You conducted a number of data journalism trainings, including in Bosnia and Herzegovina. What did you teach, what particular techniques and methods?
The most important thing I try to convey during trainings is that data is a very useful resource and that journalists should be curious about it and develop the skills to understand it (basic statistical literacy is one of them), as well as learn how to use some tools to analyze and visualize the data. During the training in Bosnia, we worked with Google Fusion Table, which allows journalists to take a large table containing geographical data (such as addresses or cities) and display the information on a map very rapidly.
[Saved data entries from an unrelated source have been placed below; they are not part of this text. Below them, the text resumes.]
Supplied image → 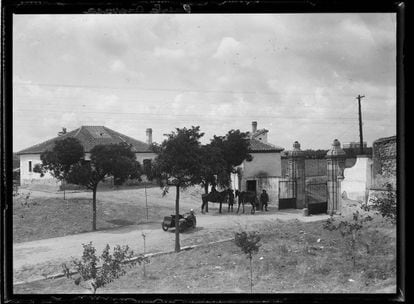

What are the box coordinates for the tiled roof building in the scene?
[249,138,284,153]
[17,126,155,189]
[247,121,284,153]
[17,126,152,155]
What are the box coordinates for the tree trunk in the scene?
[92,185,97,231]
[175,185,180,252]
[249,255,253,293]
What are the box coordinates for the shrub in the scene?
[323,211,373,268]
[62,242,149,294]
[364,182,396,224]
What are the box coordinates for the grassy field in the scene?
[14,215,396,294]
[13,186,203,243]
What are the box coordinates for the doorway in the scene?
[246,180,257,193]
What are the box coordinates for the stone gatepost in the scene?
[326,139,346,215]
[287,141,306,209]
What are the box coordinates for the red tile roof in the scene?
[249,138,284,153]
[17,126,152,155]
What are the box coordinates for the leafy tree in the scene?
[151,126,204,252]
[34,137,85,199]
[62,242,149,294]
[210,129,252,185]
[198,144,227,194]
[234,230,261,293]
[37,138,142,230]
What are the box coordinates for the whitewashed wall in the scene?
[242,152,282,177]
[341,156,373,202]
[20,152,157,187]
[19,154,59,187]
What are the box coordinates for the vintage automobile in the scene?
[162,209,196,232]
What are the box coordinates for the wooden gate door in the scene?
[278,180,297,209]
[305,182,328,215]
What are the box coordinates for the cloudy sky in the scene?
[13,13,396,152]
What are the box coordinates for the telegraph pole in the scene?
[356,95,365,155]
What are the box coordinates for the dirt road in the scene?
[13,208,329,283]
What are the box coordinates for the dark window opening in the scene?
[28,161,32,172]
[246,180,257,193]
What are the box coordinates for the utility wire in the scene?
[13,82,394,99]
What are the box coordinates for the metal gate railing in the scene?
[279,180,297,209]
[305,182,328,215]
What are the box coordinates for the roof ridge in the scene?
[17,125,152,154]
[16,128,80,154]
[103,126,148,146]
[74,126,83,137]
[249,138,284,152]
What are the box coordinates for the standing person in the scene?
[227,189,235,212]
[260,189,269,211]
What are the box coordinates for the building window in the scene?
[28,161,32,172]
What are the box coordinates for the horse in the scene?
[235,190,257,214]
[201,189,229,213]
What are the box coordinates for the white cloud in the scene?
[154,47,186,59]
[12,14,396,151]
[212,37,241,59]
[110,59,126,72]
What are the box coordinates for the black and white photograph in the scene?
[3,3,403,300]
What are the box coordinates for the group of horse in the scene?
[201,188,258,214]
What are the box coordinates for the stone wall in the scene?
[372,136,396,178]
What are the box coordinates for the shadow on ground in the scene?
[106,219,136,226]
[164,227,204,234]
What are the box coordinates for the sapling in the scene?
[234,230,261,293]
[323,210,372,268]
[62,242,149,294]
[141,232,148,278]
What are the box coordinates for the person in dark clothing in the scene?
[260,189,269,211]
[228,189,235,212]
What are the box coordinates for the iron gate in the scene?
[306,182,328,215]
[278,180,297,209]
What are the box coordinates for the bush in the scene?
[62,242,149,294]
[364,181,396,224]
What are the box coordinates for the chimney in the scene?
[146,128,153,145]
[252,121,257,134]
[58,127,67,136]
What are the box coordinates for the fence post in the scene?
[287,141,305,209]
[326,139,346,215]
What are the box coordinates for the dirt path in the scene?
[13,208,329,283]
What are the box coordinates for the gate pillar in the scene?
[326,139,346,215]
[287,141,305,209]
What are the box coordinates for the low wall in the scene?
[20,177,61,192]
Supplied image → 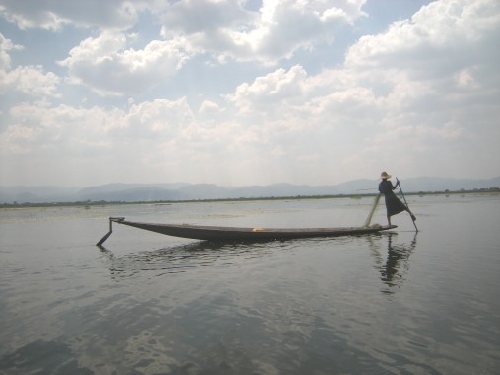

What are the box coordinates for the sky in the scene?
[0,0,499,188]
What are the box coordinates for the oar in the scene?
[396,178,418,232]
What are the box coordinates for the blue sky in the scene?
[0,0,499,187]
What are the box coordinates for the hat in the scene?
[380,171,392,179]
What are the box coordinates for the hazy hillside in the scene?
[1,177,499,204]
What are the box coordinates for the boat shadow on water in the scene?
[368,232,418,294]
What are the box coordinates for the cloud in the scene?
[0,123,42,154]
[337,0,500,125]
[160,0,255,35]
[0,65,60,96]
[0,33,60,96]
[0,32,22,69]
[2,97,198,147]
[346,0,500,74]
[226,65,308,114]
[2,1,368,97]
[0,96,246,184]
[1,0,499,186]
[0,0,143,30]
[159,0,366,64]
[199,100,222,114]
[0,97,219,166]
[58,31,191,95]
[246,0,365,60]
[2,0,367,64]
[126,98,195,136]
[217,0,500,181]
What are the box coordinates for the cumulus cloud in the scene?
[0,0,144,30]
[1,0,499,186]
[331,0,500,132]
[126,98,195,135]
[0,33,60,96]
[2,97,198,147]
[0,123,42,154]
[247,0,365,60]
[0,96,245,184]
[0,65,60,96]
[215,0,499,181]
[1,1,368,97]
[58,31,191,95]
[0,97,219,165]
[0,32,22,69]
[159,0,366,63]
[346,0,500,75]
[199,100,222,114]
[227,65,308,113]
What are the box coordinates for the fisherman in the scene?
[379,172,416,226]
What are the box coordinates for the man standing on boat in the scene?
[379,172,416,226]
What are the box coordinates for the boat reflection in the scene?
[369,233,417,294]
[98,240,274,279]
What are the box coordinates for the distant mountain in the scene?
[1,177,498,204]
[379,176,500,193]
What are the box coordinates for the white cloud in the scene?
[1,0,499,186]
[0,33,60,96]
[59,31,191,95]
[0,65,60,96]
[199,100,222,114]
[454,67,479,89]
[346,0,500,74]
[0,32,22,69]
[2,1,368,97]
[0,96,253,185]
[0,123,41,154]
[126,98,195,135]
[159,0,366,64]
[246,0,365,60]
[2,97,200,147]
[160,0,255,34]
[214,0,500,182]
[0,0,143,30]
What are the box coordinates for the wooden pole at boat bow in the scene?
[96,218,113,247]
[96,217,125,246]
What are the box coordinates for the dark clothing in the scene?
[379,180,407,217]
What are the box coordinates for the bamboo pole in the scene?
[397,179,418,232]
[364,193,381,227]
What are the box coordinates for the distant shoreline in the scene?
[1,188,498,209]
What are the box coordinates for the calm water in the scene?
[0,194,499,374]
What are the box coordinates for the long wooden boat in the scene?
[97,217,397,245]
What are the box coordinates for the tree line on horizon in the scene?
[1,186,499,208]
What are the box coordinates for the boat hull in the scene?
[112,218,397,242]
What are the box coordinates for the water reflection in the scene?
[98,240,275,279]
[0,339,94,375]
[369,233,417,294]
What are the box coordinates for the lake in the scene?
[0,194,499,374]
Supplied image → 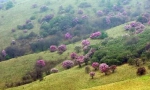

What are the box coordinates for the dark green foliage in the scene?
[137,16,148,24]
[78,2,91,8]
[18,32,38,40]
[5,46,26,59]
[30,16,36,20]
[94,16,126,30]
[40,14,75,36]
[5,1,13,10]
[91,49,107,63]
[98,31,108,39]
[17,23,34,30]
[91,28,150,65]
[74,46,82,53]
[65,5,74,13]
[30,37,59,52]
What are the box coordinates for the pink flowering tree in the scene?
[99,63,109,75]
[50,45,57,52]
[62,60,74,69]
[76,55,84,67]
[50,68,58,73]
[81,40,90,47]
[89,72,95,79]
[92,62,99,70]
[124,22,145,34]
[36,60,46,68]
[58,44,67,54]
[70,52,78,59]
[65,32,72,40]
[90,31,101,39]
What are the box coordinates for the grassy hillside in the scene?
[6,64,150,90]
[0,0,106,49]
[0,24,125,89]
[0,0,142,49]
[0,0,150,90]
[86,75,150,90]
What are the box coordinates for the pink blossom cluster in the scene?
[50,45,57,52]
[58,45,67,53]
[65,32,72,39]
[2,50,7,57]
[92,62,99,70]
[36,60,46,67]
[76,55,84,63]
[70,52,78,59]
[81,40,90,47]
[82,15,88,19]
[124,22,145,34]
[90,31,101,39]
[99,63,109,73]
[62,60,74,69]
[124,24,131,30]
[89,72,95,79]
[50,68,58,73]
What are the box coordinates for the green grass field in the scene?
[6,64,150,90]
[86,75,150,90]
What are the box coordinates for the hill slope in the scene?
[7,64,150,90]
[85,75,150,90]
[0,24,125,89]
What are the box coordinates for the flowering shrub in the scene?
[82,15,88,19]
[92,62,99,70]
[124,25,131,30]
[124,22,145,34]
[50,68,58,73]
[81,40,90,47]
[89,72,95,79]
[70,52,78,59]
[76,55,84,67]
[90,31,101,39]
[2,50,7,57]
[42,14,54,22]
[65,32,72,39]
[99,63,109,75]
[58,45,67,53]
[62,60,74,69]
[23,29,28,33]
[36,60,46,68]
[58,45,67,54]
[50,45,57,52]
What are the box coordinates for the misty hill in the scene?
[0,0,150,90]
We also used Google Charts, the simple visualization solution that comes out of the box with Google Spreadsheets. We also went for expert tools like Google Refine (soon to be Open Refine), which is great to correct typos and small mistakes in large data sets, as well as several other tools. During one week the trainees produced original stories based on data, going all the way from data collection (such as calling public authorities) to data visualization and publication.
What is your experience training Bosnian journalists as opposed to journalists in France or in other countries? What are differences and similarities?
Besides a beautiful location, there was little to differentiate this training in Bosnia from others I led in France or Senegal or Lithuania. Journalists always find it hard to accept that knowing their way around numerical data is actually something that can help them tell better stories.
How would you advise a self-taught beginner in data journalism? Where to start from?
The first starting point, in my opinion, is to get curious about numbers and the stories you can tell with them. Books like Freakonomics
, Calculated Risks
or The Tiger that Isn't
are good places to start. Then, it's all about mastering the tools, but that's not the hardest part. Online tools are so numerous that one burgeoning data journalist is sure to find the right ones for him or her.
What are some essential data journalism tools you find necessary for every journalists who embarks on data journalism adventure?
My favorite is Google Refine (soon-to-be Open Refine). It handily replaces Excel but it's open-source and much more powerful. Google Docs is also great to collect all your data in one place. When it comes to data visualization, Datawrapper is my personal favorite, but I might be biased as it's a product I take part in developing :)
Can every journalists be a data journalist and should they be?
Yes. Data is almost always the underlying asset in any fact-based piece. A "data journalist" is only a journalist that realizes that and is able to take this data to its full potential. We needed a new term for this kind of journalism because it's new and it comes with a lot of tools many journalists aren't familiar with. But telephones and typewriters were also revolutions in newsrooms, in their time. No one would talk of telephone-journalism today. It'll be the same with data journalism in a few years.
At what point is it wise for journalists to seek help from data professionals, such as your company?
We at Journalism++ are tech people. Journalists call us when they have ambitious projects they cannot do themselves, especially when it involves a lot of programming. It's all about the resources a newsroom can have in-house. Some will only let their journalists master the basics of data journalism. Others will hire "editorial developers" to work with journalists and develop bigger projects. Others still, like the New York Times, have all the skills in-house, from statisticians to designers. Not everyone can do this, and that's why you see more and more companies such as ours whose main mission is to enable storytellers to get their message out online in an efficient way.